Prada is the priestess of personal style
I am usually extolling the virtues of Miuccia Prada on this blog for a myriad of reasons chief among them being her insistence on fashion as an interest to be taken seriously despite its superficial reputation. More than that though, she never panders or presents clothing for the sake of shock value and fame. Her clothes are real and wearable which are admirable characteristics in a market (and world?) saturated with outlandish and garish screams for attention. She is also a prescient trendsetter, dishing up prints and silhouettes that fast fashion retailers are hungry to knock off the minute it hits the floor.

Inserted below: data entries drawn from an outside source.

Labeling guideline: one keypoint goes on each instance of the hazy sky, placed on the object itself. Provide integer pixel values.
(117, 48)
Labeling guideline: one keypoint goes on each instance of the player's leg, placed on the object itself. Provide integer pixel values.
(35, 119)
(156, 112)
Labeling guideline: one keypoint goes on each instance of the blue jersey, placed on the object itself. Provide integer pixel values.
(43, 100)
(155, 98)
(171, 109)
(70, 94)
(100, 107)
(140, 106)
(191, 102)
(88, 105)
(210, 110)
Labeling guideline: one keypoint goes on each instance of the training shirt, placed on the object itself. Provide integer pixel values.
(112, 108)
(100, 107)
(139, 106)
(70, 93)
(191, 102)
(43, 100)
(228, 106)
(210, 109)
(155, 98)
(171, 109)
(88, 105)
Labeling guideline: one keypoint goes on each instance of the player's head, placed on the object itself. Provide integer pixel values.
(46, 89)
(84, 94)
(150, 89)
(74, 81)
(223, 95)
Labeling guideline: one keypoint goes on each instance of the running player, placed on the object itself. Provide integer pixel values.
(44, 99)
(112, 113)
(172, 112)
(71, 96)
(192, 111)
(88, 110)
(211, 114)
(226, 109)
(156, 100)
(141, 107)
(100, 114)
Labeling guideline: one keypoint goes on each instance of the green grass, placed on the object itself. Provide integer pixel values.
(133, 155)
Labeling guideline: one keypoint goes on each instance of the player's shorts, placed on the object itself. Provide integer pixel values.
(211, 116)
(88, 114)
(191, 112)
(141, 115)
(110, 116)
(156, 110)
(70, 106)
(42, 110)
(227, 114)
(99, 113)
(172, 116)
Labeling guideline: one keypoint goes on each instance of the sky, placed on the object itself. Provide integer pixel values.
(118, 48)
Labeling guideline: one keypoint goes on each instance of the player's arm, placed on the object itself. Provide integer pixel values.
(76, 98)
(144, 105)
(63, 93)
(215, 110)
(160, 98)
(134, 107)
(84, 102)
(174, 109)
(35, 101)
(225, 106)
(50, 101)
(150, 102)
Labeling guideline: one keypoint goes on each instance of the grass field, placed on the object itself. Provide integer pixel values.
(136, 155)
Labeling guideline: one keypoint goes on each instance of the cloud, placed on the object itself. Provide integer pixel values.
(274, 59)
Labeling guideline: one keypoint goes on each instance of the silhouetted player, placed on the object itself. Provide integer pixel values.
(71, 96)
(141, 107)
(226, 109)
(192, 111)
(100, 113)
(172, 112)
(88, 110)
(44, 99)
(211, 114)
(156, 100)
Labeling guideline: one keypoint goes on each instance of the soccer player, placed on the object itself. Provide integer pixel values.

The “IT” moment in her 2018 show is more difficult to replicate because it looks like everything in your closet already: peacoat, sheer tights, sandals, mini skirts, baby doll dresses, maybe a Bermuda short hiding somewhere in the depths of your drawers from 2004. For the ingenuity of making classic pieces feel new, we should give credit to her for being a maverick of personal style.
Of course she was sure to include the usual suspects that are proprietary to her brand (the wide set straps on her body con dresses and her A-line, knee-length skirts.) Even her models brand themselves as Prada girls, carrying themselves down the runway with a sort of elfish loaf.

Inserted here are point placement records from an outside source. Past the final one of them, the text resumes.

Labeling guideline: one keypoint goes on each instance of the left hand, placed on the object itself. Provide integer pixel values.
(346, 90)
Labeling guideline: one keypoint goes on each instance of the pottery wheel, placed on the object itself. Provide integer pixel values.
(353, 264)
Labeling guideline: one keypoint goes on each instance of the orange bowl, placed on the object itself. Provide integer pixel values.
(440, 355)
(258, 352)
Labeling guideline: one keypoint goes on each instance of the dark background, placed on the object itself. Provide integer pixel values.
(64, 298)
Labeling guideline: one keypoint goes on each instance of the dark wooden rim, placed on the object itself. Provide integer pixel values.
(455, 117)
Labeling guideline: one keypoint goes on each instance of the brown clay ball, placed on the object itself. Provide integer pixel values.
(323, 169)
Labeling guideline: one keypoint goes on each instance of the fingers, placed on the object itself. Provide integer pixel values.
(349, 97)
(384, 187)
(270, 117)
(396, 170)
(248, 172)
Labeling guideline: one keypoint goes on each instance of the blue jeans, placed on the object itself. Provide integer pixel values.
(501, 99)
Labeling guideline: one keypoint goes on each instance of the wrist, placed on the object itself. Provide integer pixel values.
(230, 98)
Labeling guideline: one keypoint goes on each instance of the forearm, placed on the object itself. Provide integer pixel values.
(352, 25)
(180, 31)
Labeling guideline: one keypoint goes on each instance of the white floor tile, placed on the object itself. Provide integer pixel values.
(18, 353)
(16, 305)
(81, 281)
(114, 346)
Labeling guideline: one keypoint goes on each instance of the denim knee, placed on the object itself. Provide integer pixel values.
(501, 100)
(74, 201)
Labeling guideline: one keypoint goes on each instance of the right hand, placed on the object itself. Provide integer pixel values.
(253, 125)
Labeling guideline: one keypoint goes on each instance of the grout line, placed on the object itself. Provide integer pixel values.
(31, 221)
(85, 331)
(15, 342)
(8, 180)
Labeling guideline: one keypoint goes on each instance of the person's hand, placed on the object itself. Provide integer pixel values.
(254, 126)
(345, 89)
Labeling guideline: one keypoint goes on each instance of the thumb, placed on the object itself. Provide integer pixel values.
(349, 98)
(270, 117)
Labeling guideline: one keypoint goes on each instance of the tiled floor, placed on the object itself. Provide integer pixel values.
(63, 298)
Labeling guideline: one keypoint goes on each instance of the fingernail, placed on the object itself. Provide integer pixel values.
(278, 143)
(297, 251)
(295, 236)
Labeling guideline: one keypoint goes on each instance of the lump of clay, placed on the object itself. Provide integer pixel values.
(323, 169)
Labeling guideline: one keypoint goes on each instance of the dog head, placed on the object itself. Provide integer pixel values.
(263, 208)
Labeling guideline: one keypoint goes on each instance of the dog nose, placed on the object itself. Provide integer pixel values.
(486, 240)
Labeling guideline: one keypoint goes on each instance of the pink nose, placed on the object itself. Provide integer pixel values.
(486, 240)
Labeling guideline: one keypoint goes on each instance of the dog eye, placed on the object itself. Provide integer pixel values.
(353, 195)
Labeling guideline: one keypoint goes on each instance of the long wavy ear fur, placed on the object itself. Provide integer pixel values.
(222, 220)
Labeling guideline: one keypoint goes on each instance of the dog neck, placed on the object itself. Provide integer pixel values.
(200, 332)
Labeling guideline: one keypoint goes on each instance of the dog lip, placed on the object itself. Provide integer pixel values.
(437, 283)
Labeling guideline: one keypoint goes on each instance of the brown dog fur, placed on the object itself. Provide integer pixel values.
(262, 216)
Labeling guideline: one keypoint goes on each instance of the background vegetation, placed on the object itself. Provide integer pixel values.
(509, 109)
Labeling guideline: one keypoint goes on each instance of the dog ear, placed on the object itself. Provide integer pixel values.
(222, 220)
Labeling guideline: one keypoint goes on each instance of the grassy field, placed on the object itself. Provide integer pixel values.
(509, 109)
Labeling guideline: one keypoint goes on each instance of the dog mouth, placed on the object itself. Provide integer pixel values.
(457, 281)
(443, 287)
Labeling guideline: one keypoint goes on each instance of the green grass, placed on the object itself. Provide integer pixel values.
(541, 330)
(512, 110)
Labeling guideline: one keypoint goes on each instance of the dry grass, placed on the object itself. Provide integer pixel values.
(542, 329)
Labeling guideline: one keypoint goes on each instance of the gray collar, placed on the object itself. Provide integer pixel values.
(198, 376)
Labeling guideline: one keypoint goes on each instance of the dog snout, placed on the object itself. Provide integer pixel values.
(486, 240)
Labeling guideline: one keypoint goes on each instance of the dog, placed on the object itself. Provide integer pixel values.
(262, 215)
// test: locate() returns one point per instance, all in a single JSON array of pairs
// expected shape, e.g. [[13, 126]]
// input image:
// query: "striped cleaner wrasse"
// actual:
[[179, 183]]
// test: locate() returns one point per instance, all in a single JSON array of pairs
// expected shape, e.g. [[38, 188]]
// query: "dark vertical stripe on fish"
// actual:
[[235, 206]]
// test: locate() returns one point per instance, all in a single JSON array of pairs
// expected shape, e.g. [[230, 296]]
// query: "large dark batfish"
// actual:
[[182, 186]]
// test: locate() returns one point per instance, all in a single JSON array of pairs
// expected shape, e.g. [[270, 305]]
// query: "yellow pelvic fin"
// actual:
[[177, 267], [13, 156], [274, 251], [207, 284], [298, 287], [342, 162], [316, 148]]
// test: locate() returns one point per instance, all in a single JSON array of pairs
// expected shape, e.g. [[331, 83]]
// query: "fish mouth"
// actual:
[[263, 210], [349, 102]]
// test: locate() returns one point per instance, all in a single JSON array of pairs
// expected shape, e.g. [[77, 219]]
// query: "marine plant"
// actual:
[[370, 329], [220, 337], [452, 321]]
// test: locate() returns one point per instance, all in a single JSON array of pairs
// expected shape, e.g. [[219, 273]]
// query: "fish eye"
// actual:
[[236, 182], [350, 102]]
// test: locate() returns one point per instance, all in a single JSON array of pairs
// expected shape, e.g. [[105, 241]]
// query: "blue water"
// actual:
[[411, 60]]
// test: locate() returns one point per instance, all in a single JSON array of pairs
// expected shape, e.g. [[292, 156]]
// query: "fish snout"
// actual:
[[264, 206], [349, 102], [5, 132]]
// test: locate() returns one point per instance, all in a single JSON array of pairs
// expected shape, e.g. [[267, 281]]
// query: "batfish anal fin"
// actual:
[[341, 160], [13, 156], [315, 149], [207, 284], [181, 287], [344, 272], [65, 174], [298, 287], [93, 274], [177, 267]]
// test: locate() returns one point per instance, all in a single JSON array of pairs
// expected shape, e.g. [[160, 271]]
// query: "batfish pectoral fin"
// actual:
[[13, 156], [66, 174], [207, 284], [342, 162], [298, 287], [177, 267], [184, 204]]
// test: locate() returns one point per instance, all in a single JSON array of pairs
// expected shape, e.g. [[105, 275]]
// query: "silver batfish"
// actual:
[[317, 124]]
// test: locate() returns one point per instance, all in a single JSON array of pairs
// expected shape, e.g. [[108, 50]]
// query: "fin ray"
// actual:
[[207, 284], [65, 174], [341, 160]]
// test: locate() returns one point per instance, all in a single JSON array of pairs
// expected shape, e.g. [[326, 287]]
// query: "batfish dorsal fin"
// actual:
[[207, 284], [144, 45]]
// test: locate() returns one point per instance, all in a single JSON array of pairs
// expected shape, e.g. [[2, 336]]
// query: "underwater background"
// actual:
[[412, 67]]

Yet the show still came off as fresh. Why? She played with ultra-cool style, proportion and a few choice accessories over the clothes themselves. Bare legs was as critical to pulling the whole look together as the very classically tailored wool peacoat.
And she maintained that tried and true principles of design are important as she chose to either emphasize the top or bottom—never both, exhibiting a pious and enviable adherence to balance and proportion. And her choice of subtle and impactful feminine details, such as the satin bows dangling from a side of a skirt appeared to be an afterthought rather than the painstakingly intentional and meticulously calculated placement that it undoubtably was.

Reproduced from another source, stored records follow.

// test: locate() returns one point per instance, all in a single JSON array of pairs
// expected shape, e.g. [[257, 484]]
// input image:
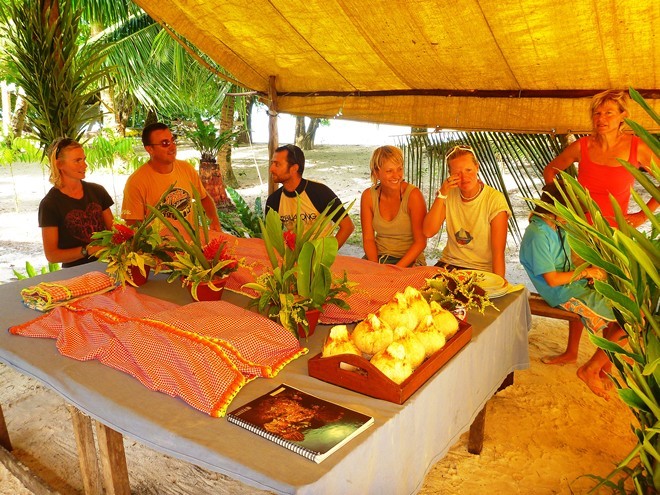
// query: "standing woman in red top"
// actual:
[[599, 170]]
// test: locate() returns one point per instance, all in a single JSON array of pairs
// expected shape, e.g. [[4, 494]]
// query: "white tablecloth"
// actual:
[[390, 457]]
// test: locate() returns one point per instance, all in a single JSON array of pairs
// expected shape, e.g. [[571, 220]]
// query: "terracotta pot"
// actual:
[[312, 319], [204, 293], [137, 277]]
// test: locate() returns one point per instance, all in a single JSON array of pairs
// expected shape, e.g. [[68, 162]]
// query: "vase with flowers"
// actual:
[[457, 291], [300, 280], [202, 260], [131, 251]]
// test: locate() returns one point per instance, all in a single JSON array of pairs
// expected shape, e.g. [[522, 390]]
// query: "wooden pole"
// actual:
[[273, 136]]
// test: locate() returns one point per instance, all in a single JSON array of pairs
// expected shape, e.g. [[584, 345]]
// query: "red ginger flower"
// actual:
[[290, 239], [122, 233]]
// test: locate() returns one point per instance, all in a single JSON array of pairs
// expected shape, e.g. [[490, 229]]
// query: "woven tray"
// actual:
[[357, 374]]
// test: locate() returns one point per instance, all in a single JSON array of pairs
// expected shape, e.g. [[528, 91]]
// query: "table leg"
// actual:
[[113, 460], [476, 438], [89, 466], [4, 433]]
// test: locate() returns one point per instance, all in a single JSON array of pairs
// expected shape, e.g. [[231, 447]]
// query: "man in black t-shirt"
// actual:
[[286, 167]]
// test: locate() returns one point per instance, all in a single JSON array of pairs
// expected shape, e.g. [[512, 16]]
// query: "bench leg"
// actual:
[[113, 460], [478, 426], [89, 466], [4, 433]]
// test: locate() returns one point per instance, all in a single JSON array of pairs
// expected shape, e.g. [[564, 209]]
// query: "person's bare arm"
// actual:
[[417, 212], [211, 212], [346, 228], [564, 160], [498, 232], [366, 221], [50, 238], [554, 279]]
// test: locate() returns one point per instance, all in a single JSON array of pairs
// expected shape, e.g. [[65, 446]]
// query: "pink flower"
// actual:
[[212, 248], [290, 239], [122, 234]]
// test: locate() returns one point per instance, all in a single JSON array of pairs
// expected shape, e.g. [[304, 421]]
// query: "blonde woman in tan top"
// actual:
[[391, 213]]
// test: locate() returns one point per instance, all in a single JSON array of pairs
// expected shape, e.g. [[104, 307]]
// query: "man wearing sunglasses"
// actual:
[[146, 185], [286, 167]]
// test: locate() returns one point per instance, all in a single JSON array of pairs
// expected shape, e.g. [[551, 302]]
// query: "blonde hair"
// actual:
[[380, 156], [459, 151], [56, 149], [616, 95]]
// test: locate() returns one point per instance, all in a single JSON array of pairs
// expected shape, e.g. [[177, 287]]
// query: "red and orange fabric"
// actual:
[[202, 352], [47, 295]]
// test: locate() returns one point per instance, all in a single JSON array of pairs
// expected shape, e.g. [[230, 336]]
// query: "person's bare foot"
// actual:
[[564, 358], [593, 381], [605, 378]]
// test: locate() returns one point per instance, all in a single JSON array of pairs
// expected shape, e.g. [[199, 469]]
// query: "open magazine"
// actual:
[[309, 426]]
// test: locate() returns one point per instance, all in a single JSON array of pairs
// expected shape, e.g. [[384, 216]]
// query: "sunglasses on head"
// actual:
[[295, 152], [459, 148], [61, 144], [165, 143]]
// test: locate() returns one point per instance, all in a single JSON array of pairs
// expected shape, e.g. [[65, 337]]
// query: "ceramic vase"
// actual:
[[137, 277]]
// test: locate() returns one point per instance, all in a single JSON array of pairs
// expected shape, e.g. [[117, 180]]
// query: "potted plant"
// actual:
[[201, 262], [130, 251], [457, 291], [208, 141], [300, 282], [631, 259]]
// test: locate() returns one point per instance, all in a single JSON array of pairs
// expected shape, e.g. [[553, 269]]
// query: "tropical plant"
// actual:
[[60, 77], [31, 271], [631, 259], [123, 247], [457, 289], [249, 219], [301, 279], [198, 258]]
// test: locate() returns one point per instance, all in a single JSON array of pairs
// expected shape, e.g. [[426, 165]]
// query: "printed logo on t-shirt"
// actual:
[[289, 221], [463, 237], [180, 199], [81, 224]]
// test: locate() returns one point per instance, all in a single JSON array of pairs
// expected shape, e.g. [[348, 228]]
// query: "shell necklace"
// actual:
[[481, 188]]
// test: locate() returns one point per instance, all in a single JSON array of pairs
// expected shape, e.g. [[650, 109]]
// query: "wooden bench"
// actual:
[[539, 307]]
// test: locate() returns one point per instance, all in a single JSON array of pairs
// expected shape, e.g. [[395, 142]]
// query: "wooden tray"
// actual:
[[369, 380]]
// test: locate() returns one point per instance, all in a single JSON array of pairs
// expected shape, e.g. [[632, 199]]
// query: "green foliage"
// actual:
[[60, 77], [631, 259], [31, 271], [301, 277], [249, 220], [205, 137], [106, 147]]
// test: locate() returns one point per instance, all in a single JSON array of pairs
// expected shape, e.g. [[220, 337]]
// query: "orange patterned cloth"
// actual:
[[201, 352], [47, 295], [376, 283]]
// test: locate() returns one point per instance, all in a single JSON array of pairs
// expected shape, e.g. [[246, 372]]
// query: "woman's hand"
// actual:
[[594, 273]]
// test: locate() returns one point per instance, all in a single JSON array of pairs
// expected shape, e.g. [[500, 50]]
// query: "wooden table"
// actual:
[[391, 457]]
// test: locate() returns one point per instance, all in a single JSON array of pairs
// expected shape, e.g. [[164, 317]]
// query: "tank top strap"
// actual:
[[584, 150], [634, 144]]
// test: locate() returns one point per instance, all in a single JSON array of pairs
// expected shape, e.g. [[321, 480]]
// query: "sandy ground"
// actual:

This mix and matching of pre-existing oddities and proportion playing is a novel way to approach dressing which gives the most mileage for what you already have in your closet. It places significance on the ensemble as a whole rather than the latest and greatest item and it takes the pressure off consumer madness to own everything. But, best of all, this show encourages you to make outfits your own, staking claim on the idea of personal style in any way you like.